Settlement agreements typically contain a waiver of all claims “known and unknown” under Civil Code section 1542, a provision that has been held to invalidate a Section 998 offer (because the offer is conditioned on waiving claims not encompassed within the current lawsuit). Also, settlement agreements frequently implicate the protection of lienholders, such as the medical lien in Sanford. Sanford refused to enforce a Section 998 offer that included a settlement agreement, let alone one undescribed and unexplained.
The Multiple Parties Issue
In Mostafavi there were two plaintiffs, both Mostafavi and his law firm, MLG. Rabineau served his Section 998 offer upon MLG only. That move could have left Rabineau without a global settlement, and with the obligation to pay a judgment to one plaintiff, while proceeding to trial with the second plaintiff.
Understand the issues with making Section 998 offers to multiple parties. As a general rule, “ ‘a section 998 offer made to multiple [defendants] is valid only if it is expressly apportioned among them and not conditioned on acceptance by all of them.’ ” (Anthony v. Li (2020) 47 Cal.App.5th 816, 821.) Burchell v. Faculty Physicians & Surgeons of Loma Linda University School of Medicine (2020) 54 Cal.App.5th 515, 534 explained that requiring separate offers to two defendants is appropriate, because one defendant may have plausible defenses to liability not available to the other defendant. By framing the offer to settle in the conjunctive, “[plaintiff] made it effectively impossible for either party to accept the offer, even if so inclined, because the offer required an entity that was not responsible for [the doctor’s] actions to accept liability.”
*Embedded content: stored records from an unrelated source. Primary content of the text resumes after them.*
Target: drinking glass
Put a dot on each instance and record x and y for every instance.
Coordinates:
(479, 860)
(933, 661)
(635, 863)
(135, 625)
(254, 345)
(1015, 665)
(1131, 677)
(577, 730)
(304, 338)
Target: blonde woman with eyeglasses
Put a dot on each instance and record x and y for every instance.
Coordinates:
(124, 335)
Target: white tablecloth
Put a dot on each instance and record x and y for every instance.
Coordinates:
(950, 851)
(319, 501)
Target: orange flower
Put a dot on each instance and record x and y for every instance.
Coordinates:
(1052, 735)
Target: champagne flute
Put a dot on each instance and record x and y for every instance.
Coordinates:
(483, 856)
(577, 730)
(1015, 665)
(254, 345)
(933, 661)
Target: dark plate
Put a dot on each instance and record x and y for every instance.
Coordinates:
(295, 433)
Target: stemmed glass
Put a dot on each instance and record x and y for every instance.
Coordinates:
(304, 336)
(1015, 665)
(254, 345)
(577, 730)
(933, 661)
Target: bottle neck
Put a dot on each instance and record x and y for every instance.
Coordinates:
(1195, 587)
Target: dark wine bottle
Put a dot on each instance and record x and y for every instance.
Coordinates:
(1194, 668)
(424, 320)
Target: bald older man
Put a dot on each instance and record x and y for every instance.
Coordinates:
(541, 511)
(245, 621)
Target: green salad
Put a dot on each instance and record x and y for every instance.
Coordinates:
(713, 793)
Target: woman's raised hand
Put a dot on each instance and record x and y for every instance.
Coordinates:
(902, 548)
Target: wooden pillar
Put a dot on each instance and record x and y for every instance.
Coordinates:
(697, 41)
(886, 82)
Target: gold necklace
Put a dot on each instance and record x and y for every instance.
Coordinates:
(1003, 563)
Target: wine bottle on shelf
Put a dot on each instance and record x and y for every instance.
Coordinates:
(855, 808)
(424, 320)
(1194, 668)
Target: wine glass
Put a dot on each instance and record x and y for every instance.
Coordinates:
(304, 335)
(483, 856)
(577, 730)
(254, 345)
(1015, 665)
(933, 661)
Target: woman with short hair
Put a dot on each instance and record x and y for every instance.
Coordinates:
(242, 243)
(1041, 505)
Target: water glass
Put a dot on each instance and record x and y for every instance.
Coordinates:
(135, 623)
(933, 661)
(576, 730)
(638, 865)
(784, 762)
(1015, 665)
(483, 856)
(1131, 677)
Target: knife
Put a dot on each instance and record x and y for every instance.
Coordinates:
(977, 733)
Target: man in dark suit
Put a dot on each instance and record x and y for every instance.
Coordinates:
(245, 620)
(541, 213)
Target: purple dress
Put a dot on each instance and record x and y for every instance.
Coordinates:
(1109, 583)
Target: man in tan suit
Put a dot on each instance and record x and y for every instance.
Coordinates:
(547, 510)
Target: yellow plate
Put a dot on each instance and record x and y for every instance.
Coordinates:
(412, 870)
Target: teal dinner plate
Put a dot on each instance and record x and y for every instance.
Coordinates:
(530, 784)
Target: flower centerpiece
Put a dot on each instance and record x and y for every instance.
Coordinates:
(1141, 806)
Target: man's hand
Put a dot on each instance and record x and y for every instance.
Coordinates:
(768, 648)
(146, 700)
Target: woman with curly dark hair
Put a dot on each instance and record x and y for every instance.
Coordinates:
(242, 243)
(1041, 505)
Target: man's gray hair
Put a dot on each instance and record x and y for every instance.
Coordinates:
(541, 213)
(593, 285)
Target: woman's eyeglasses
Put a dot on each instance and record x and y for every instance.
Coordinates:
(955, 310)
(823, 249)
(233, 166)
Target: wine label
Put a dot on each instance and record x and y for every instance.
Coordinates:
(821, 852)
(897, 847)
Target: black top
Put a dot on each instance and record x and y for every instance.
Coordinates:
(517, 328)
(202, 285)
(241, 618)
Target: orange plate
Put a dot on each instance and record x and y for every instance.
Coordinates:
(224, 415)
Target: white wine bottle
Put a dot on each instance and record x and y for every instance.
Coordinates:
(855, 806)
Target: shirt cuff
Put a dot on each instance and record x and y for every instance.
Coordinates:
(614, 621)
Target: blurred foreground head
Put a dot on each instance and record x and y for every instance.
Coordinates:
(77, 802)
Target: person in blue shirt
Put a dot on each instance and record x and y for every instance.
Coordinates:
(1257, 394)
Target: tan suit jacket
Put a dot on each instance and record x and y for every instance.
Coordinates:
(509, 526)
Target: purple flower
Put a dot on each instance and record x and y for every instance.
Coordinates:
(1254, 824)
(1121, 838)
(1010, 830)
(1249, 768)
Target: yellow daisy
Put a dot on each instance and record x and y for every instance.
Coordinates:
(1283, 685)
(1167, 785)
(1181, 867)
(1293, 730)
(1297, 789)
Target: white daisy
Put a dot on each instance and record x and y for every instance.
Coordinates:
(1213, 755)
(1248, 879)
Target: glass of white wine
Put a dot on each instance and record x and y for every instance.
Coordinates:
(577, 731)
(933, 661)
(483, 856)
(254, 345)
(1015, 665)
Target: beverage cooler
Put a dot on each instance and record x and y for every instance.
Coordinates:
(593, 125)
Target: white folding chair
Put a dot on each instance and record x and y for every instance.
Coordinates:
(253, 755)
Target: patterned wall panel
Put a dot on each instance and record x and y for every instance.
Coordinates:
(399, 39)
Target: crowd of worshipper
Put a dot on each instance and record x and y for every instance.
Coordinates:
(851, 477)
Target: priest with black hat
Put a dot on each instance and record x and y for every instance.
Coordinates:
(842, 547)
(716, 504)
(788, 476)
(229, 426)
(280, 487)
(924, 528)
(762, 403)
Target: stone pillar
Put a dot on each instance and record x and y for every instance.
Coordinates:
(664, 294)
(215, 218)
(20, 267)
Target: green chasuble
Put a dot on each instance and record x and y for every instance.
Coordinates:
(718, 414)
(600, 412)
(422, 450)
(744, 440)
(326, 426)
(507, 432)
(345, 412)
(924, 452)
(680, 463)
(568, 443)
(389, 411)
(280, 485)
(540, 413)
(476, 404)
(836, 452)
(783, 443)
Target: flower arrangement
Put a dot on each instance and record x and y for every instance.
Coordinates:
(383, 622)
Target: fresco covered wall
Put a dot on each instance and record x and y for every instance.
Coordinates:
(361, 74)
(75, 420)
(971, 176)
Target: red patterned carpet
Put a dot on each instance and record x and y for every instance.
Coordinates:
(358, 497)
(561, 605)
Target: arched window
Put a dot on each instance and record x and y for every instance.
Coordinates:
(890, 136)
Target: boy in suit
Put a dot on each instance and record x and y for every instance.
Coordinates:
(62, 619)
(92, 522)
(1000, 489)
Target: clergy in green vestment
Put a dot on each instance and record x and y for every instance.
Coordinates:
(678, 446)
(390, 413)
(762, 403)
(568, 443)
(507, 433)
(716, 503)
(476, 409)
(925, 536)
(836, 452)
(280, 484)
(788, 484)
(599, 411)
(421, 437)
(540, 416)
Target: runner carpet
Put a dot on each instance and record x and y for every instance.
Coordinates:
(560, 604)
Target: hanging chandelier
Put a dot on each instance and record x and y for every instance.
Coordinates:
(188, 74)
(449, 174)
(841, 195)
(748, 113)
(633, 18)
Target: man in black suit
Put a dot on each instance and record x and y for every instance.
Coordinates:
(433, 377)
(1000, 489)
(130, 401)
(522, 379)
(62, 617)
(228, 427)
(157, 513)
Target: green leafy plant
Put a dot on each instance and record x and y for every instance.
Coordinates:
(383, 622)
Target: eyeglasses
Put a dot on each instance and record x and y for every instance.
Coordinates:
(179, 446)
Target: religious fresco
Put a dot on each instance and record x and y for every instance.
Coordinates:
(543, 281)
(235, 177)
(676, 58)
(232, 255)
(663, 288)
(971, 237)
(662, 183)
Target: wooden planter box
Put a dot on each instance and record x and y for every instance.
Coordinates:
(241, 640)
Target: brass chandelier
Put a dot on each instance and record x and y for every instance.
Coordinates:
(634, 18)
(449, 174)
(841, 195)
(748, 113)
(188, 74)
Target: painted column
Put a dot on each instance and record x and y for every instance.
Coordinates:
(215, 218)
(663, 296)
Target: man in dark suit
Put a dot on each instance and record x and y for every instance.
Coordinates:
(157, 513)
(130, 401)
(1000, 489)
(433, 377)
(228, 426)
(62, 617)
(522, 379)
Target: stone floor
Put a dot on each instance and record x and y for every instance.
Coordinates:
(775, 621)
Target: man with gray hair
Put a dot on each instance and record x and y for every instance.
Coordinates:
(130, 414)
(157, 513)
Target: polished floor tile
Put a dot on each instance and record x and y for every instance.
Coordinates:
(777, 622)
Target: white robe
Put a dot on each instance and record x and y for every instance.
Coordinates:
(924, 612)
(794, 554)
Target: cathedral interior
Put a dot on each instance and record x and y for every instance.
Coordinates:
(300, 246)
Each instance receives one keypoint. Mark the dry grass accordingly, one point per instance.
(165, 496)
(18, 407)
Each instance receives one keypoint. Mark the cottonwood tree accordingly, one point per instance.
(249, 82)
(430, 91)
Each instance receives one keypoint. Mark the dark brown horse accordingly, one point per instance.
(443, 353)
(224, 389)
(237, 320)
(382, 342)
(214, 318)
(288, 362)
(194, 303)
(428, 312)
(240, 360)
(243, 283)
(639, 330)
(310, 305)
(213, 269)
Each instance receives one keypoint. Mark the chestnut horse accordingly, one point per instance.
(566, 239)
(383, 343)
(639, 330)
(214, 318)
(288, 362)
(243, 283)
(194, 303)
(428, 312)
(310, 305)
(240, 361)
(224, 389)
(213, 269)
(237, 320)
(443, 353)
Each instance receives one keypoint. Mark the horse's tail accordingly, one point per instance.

A Section 998 offer made to several plaintiffs jointly, with no indication of how it is to be allocated, is ineffective. A global number does not designate how much each plaintiff would receive under the offer, making it impossible to determine whether each plantiff’s recovery at trial was “more favorable” than the offer. “[A]s a matter of law only an offer made to a single plaintiff, without need for allocation or acceptance by other plaintiffs, qualifies as a valid offer under section 998.” (Meissner v. Paulson (1989) 212 Cal.App.3d 785, 791.)
Similarly, an offer to several plaintiffs that is conditioned on acceptance by all of them is invalid. (Hutchins v. Waters (1975) 51 Cal.App.3d 69, 73; (Menees v. Andrews (2004) 122 Cal.App.4th 1540, 1544.) Instead, serve separate offers on each plaintiff, allowing each plaintiff the opportunity to accept individually. (Id. at 1546.) However, a joint offer may be valid where several plaintiffs have a “unity of interest such that there is a single, indivisible injury.” (Peterson v. John Crane, Inc. (2007) 154 Cal.App.4th 498, 505.)
As noted by Mostafavi, the rule requiring a Section 998 acceptance provision to be valid, whether the offer is rejected or accepted, adds consistency and predictability to the statute’s operation. This “bright-line rule will eliminate confusion and uncertainty” and “encourage settlements.” Amir Mostafavi, counsel for MLG, commented that the result in this case may lead to mischief. He surmised that a party could intentionally serve an invalid 998 offer as a delay tactic, knowing that it may take months to get a judgment that can later be vacated. Whether a party would go to such lengths remains to be seen.